Por Javier Marías |
Me entero de unas recientes estadísticas americanas
que aún no hielan, pero enfrían sobremanera la sangre. Más que nada por eso,
porque no son de Rusia ni de las Filipinas ni de Turquía ni de Cuba ni de
Egipto ni de Corea del Norte, sino del autoproclamado “país de los libres”
desde casi su fundación. El 36% de los republicanos cree que la libertad de
prensa causa más daño que beneficio, y sólo el 61% de ellos la juzga necesaria.
Entre los llamados millennials, sólo el 30% la
considera “esencial” para vivir en una democracia (luego el 70% la ve
prescindible).
Hace diez o quince años, sólo el 6% de los ciudadanos opinaba
que un gobierno militar era una buena forma de regir la nación, mientras que
ahora lo aprueba el 16%, porcentaje que, entre los jóvenes y ricos, aumenta
hasta el 35%. Un 62% de estudiantes demócratas —sí, he dicho demócratas— cree
lícito silenciar a gritos un discurso que desagrade a quien lo escucha.

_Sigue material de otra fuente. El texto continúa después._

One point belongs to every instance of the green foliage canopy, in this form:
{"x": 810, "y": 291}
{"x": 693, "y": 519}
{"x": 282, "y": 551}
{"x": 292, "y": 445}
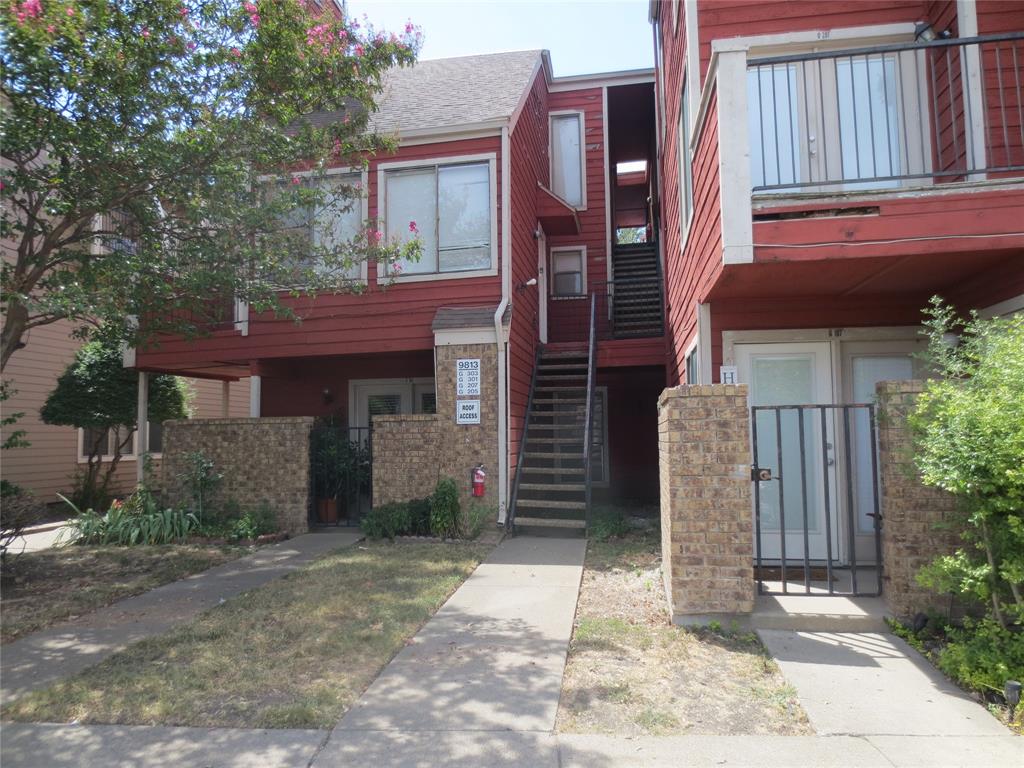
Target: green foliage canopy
{"x": 969, "y": 428}
{"x": 96, "y": 391}
{"x": 138, "y": 138}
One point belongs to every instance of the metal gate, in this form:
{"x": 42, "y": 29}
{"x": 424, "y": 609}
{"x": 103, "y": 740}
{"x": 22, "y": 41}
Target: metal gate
{"x": 341, "y": 474}
{"x": 816, "y": 515}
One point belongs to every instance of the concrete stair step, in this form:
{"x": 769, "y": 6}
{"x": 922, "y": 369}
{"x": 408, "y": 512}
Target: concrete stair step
{"x": 564, "y": 486}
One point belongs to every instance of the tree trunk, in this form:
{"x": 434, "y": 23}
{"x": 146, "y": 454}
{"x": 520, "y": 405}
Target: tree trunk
{"x": 13, "y": 329}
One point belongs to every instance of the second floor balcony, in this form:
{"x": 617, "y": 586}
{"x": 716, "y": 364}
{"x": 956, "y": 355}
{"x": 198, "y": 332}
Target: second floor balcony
{"x": 886, "y": 117}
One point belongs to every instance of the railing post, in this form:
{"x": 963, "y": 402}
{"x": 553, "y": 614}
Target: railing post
{"x": 734, "y": 158}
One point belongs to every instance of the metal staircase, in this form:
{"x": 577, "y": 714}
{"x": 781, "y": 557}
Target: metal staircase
{"x": 551, "y": 495}
{"x": 636, "y": 297}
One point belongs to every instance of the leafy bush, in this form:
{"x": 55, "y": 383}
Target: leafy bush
{"x": 444, "y": 510}
{"x": 136, "y": 520}
{"x": 18, "y": 510}
{"x": 202, "y": 478}
{"x": 419, "y": 517}
{"x": 608, "y": 522}
{"x": 386, "y": 521}
{"x": 255, "y": 522}
{"x": 969, "y": 440}
{"x": 983, "y": 655}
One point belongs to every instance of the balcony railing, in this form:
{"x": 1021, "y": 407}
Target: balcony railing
{"x": 887, "y": 116}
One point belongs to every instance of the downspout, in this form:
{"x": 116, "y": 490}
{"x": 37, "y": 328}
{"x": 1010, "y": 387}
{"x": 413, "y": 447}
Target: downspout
{"x": 506, "y": 259}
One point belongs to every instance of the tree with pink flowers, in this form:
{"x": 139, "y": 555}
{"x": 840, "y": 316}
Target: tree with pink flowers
{"x": 164, "y": 158}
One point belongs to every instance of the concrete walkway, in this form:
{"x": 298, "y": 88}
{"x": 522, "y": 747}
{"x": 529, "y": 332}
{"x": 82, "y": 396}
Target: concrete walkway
{"x": 30, "y": 745}
{"x": 38, "y": 659}
{"x": 491, "y": 659}
{"x": 873, "y": 684}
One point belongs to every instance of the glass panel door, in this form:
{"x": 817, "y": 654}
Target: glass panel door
{"x": 790, "y": 442}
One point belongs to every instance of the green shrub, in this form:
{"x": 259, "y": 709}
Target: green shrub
{"x": 444, "y": 511}
{"x": 969, "y": 440}
{"x": 136, "y": 520}
{"x": 419, "y": 517}
{"x": 983, "y": 655}
{"x": 254, "y": 523}
{"x": 387, "y": 520}
{"x": 608, "y": 522}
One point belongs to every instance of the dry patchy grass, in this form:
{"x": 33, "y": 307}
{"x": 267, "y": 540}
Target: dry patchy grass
{"x": 631, "y": 673}
{"x": 43, "y": 588}
{"x": 294, "y": 653}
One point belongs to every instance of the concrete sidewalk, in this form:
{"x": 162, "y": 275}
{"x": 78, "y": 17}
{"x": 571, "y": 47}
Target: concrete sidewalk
{"x": 38, "y": 659}
{"x": 491, "y": 659}
{"x": 873, "y": 684}
{"x": 30, "y": 745}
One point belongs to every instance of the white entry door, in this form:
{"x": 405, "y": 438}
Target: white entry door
{"x": 792, "y": 374}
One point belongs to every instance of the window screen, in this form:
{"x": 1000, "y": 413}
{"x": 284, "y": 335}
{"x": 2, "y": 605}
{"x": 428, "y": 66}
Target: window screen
{"x": 567, "y": 271}
{"x": 566, "y": 159}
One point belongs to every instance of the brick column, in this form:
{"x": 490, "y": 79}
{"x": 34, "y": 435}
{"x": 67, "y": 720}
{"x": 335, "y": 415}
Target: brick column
{"x": 912, "y": 514}
{"x": 707, "y": 514}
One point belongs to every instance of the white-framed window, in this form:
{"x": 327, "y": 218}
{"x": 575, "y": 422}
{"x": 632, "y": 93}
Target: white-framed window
{"x": 454, "y": 206}
{"x": 111, "y": 438}
{"x": 337, "y": 221}
{"x": 568, "y": 163}
{"x": 685, "y": 165}
{"x": 568, "y": 271}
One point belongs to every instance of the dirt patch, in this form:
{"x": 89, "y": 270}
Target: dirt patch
{"x": 43, "y": 588}
{"x": 632, "y": 673}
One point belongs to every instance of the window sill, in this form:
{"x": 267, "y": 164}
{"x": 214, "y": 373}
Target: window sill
{"x": 431, "y": 276}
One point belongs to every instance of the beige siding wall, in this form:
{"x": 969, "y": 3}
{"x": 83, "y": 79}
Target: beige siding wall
{"x": 46, "y": 467}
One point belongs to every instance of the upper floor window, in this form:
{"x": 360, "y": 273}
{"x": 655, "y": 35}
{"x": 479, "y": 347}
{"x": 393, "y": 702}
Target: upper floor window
{"x": 567, "y": 159}
{"x": 334, "y": 222}
{"x": 452, "y": 207}
{"x": 568, "y": 271}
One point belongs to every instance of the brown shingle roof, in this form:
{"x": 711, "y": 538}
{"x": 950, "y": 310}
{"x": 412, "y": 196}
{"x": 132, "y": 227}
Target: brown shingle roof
{"x": 449, "y": 92}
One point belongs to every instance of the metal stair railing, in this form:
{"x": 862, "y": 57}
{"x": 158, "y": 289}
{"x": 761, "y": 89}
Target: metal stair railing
{"x": 510, "y": 517}
{"x": 589, "y": 420}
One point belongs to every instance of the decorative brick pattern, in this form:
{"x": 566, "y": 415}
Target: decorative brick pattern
{"x": 707, "y": 518}
{"x": 262, "y": 461}
{"x": 912, "y": 514}
{"x": 412, "y": 453}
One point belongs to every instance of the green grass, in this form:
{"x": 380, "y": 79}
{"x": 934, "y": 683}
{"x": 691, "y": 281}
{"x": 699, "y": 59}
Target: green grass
{"x": 294, "y": 653}
{"x": 43, "y": 588}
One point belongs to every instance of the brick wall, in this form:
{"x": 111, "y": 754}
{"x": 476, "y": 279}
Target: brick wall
{"x": 911, "y": 512}
{"x": 412, "y": 453}
{"x": 707, "y": 525}
{"x": 262, "y": 461}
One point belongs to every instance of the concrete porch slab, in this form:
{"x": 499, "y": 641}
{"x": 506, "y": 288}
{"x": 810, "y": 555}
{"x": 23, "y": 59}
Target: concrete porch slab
{"x": 873, "y": 684}
{"x": 818, "y": 613}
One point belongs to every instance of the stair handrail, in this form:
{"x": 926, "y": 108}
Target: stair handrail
{"x": 588, "y": 419}
{"x": 510, "y": 516}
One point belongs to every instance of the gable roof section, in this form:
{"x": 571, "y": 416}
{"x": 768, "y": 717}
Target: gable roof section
{"x": 451, "y": 92}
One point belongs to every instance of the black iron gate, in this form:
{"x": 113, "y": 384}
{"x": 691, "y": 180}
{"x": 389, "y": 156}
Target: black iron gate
{"x": 816, "y": 514}
{"x": 341, "y": 474}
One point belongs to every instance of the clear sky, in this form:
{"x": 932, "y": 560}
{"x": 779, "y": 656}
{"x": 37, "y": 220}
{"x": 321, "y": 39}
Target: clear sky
{"x": 584, "y": 36}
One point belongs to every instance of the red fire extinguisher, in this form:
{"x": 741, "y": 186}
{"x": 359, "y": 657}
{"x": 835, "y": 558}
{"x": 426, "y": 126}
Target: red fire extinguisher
{"x": 479, "y": 477}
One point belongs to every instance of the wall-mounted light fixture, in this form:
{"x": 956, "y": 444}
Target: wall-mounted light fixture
{"x": 523, "y": 286}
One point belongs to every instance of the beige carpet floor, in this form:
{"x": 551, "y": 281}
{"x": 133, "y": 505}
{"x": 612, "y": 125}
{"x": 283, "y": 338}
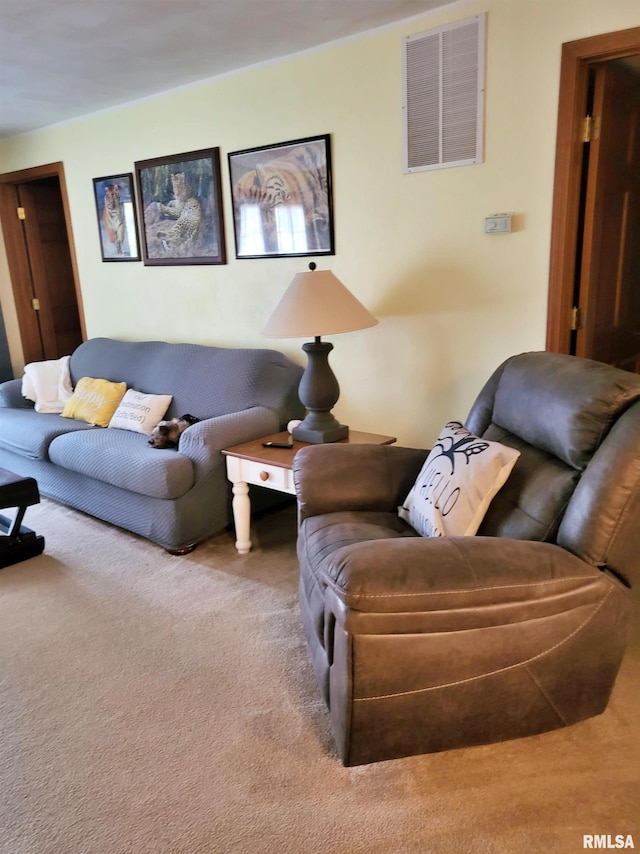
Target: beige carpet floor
{"x": 161, "y": 705}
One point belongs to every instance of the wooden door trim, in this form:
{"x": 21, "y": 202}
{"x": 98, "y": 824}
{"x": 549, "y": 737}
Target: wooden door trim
{"x": 577, "y": 56}
{"x": 15, "y": 260}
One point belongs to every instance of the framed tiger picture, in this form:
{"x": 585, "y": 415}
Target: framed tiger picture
{"x": 181, "y": 200}
{"x": 282, "y": 199}
{"x": 117, "y": 226}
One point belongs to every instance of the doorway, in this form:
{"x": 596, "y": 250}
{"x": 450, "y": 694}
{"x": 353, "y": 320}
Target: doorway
{"x": 35, "y": 220}
{"x": 594, "y": 299}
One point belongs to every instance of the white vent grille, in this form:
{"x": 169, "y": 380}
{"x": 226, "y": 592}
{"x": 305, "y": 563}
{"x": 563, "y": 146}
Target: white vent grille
{"x": 444, "y": 96}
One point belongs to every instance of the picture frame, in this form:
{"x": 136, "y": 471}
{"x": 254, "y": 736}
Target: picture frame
{"x": 117, "y": 220}
{"x": 181, "y": 208}
{"x": 283, "y": 199}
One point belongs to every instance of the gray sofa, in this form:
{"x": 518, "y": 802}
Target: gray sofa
{"x": 173, "y": 498}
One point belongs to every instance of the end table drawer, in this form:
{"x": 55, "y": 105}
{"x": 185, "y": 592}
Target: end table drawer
{"x": 273, "y": 477}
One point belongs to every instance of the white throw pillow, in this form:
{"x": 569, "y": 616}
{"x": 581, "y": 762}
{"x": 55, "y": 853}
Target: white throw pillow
{"x": 140, "y": 412}
{"x": 457, "y": 483}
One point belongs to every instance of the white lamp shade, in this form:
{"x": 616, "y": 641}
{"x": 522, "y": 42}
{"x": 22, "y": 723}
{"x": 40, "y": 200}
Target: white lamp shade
{"x": 315, "y": 304}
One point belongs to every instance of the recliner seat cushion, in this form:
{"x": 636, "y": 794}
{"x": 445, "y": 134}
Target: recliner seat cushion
{"x": 124, "y": 459}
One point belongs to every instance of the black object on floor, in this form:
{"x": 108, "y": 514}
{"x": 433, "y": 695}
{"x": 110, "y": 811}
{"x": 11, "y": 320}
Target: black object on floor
{"x": 17, "y": 542}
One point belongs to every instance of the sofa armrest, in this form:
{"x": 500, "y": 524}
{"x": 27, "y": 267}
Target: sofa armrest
{"x": 336, "y": 477}
{"x": 202, "y": 442}
{"x": 11, "y": 396}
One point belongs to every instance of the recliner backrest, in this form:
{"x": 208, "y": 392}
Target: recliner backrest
{"x": 577, "y": 481}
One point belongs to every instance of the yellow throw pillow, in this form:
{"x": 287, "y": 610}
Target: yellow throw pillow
{"x": 94, "y": 401}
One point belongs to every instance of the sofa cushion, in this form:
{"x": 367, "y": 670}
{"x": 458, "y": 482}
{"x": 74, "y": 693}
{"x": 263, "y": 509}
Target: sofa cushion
{"x": 29, "y": 433}
{"x": 456, "y": 484}
{"x": 205, "y": 381}
{"x": 140, "y": 412}
{"x": 94, "y": 401}
{"x": 124, "y": 459}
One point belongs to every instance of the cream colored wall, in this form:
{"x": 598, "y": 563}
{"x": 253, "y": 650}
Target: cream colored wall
{"x": 452, "y": 302}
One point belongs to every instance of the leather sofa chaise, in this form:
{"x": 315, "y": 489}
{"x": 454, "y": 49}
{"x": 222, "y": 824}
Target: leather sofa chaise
{"x": 422, "y": 644}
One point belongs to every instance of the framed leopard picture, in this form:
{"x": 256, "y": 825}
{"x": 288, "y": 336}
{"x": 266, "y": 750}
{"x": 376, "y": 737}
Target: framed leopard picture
{"x": 181, "y": 201}
{"x": 282, "y": 199}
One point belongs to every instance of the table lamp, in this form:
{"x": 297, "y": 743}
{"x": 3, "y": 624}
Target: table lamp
{"x": 315, "y": 304}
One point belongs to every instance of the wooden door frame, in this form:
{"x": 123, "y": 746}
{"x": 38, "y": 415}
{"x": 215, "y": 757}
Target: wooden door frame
{"x": 577, "y": 56}
{"x": 17, "y": 260}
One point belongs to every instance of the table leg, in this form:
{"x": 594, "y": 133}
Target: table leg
{"x": 241, "y": 504}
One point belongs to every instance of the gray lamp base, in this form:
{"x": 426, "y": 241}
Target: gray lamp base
{"x": 319, "y": 391}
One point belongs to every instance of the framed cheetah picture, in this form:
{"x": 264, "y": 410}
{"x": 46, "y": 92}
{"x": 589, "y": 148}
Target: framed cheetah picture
{"x": 282, "y": 199}
{"x": 181, "y": 201}
{"x": 117, "y": 226}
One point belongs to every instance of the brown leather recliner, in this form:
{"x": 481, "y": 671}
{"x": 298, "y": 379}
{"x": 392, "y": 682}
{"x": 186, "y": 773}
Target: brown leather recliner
{"x": 425, "y": 644}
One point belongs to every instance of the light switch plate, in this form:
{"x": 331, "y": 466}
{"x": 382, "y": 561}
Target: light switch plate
{"x": 497, "y": 224}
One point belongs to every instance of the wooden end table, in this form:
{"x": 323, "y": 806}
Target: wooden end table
{"x": 251, "y": 463}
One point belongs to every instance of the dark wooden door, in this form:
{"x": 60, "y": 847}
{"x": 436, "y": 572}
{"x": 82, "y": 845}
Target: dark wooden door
{"x": 609, "y": 280}
{"x": 52, "y": 296}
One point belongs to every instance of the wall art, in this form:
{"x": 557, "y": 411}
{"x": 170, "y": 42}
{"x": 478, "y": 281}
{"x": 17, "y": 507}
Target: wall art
{"x": 117, "y": 224}
{"x": 282, "y": 199}
{"x": 181, "y": 201}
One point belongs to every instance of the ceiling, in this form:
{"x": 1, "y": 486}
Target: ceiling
{"x": 75, "y": 57}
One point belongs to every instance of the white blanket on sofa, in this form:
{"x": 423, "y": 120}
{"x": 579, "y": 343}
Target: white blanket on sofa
{"x": 48, "y": 384}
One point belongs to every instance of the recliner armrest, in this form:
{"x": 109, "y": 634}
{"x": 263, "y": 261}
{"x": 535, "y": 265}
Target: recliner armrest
{"x": 336, "y": 477}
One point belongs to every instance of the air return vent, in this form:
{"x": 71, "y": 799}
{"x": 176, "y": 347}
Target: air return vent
{"x": 444, "y": 96}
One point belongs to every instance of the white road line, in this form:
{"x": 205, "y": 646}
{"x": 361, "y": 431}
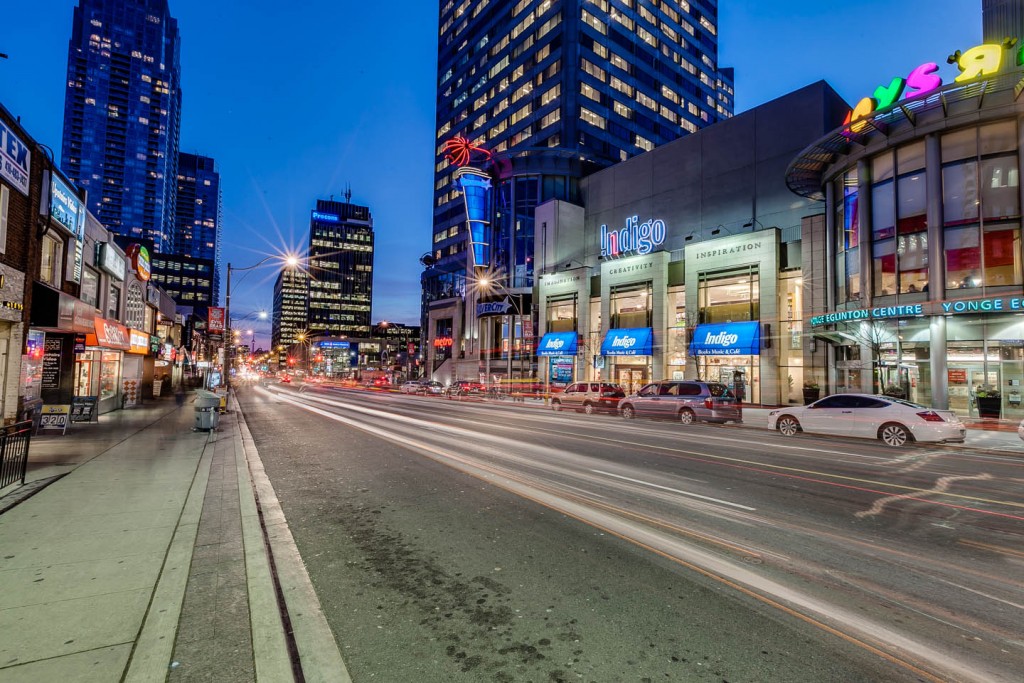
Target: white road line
{"x": 675, "y": 491}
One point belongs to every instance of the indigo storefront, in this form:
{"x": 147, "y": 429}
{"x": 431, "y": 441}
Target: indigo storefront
{"x": 921, "y": 243}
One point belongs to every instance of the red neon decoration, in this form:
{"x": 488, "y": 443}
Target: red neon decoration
{"x": 459, "y": 151}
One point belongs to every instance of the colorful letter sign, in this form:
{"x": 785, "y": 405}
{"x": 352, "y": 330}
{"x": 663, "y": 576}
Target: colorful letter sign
{"x": 979, "y": 61}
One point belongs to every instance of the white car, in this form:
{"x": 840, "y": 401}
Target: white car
{"x": 894, "y": 421}
{"x": 412, "y": 386}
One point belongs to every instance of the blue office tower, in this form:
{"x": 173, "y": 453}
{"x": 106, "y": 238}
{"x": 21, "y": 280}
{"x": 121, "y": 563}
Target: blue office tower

Y a un
20% de los estudiantes en general le parece aceptable usar la fuerza física
para hacer callar a un orador, si sus declaraciones o afirmaciones son
“ofensivas o hirientes”. Por último, el 52% de los republicanos apoyaría
aplazar —es decir, cancelar— las próximas elecciones de 2020 si Trump así lo
propusiera.
Todo ello es deprimente, alarmante y no del todo
sorprendente. Nótese la entronización de lo subjetivo en el dato penúltimo. Los
dos adjetivos, “ofensivo” e “hiriente”, apelan exclusivamente a la subjetividad
de quien oye o lee. Alguien muy religioso sentirá como hiriente que otro niegue
la existencia de Dios o que su fe sea la verdadera; alguien patriotero, que se
diga que su país ha cometido crímenes (y no hay ninguno que no lo haya hecho a
lo largo de la Historia); alguien ultrafeminista, que se critique la obra artística de una
congénere; alguien independentista, que se disienta de sus convicciones o
delirios. En todos esos casos se vería justificado acallar a voces o mediante
violencia al que nos contraría, porque “nos hiere u ofende”. Y como las
subjetividades son infinitas y siempre habrá a quien ofenda o hiera cualquier
cosa, nadie podría decir nunca nada, como en los regímenes totalitarios. Bueno,
nada salvo los dogmas impuestos por el régimen de turno, de derechas o de
izquierdas.
Esas estadísticas son estadounidenses, pero me temo
que en Europa no serían muy distintas. No es una cuestión de edad ni de
ideología. Como se comprueba, participan de la intolerancia los mayores y los
jóvenes, los demócratas y los republicanos. Demasiada gente, en todo caso,
dispuesta a cuestionar o suprimir la libertad de expresión y de prensa, a
celebrar un gobierno de militares, a callarles la boca por las bravas a quienes
sostienen posturas que no les gustan. Las estadísticas de aquí las proporcionan
las redes sociales, en las que un número ingente de individuos recurre de
inmediato al ladrido, la amenaza y el insulto ante cualquier opinión diferente
a la suya. Las más de las veces cobardemente, no se olvide, bajo anonimato. No
cabe sino concluir que una serie de valores “democráticos”, que dábamos por
descontados, se están tambaleando. Valores fundamentales para la convivencia,
para el respeto a las minorías y a los disidentes, para que la unanimidad no
aplaste a nadie. Algo lleva demasiado tiempo fallando en la educación, y las
conquistas y avances en el terreno del pensamiento, de la igualdad social, de
las libertades y derechos, de la justicia, nunca están asegurados.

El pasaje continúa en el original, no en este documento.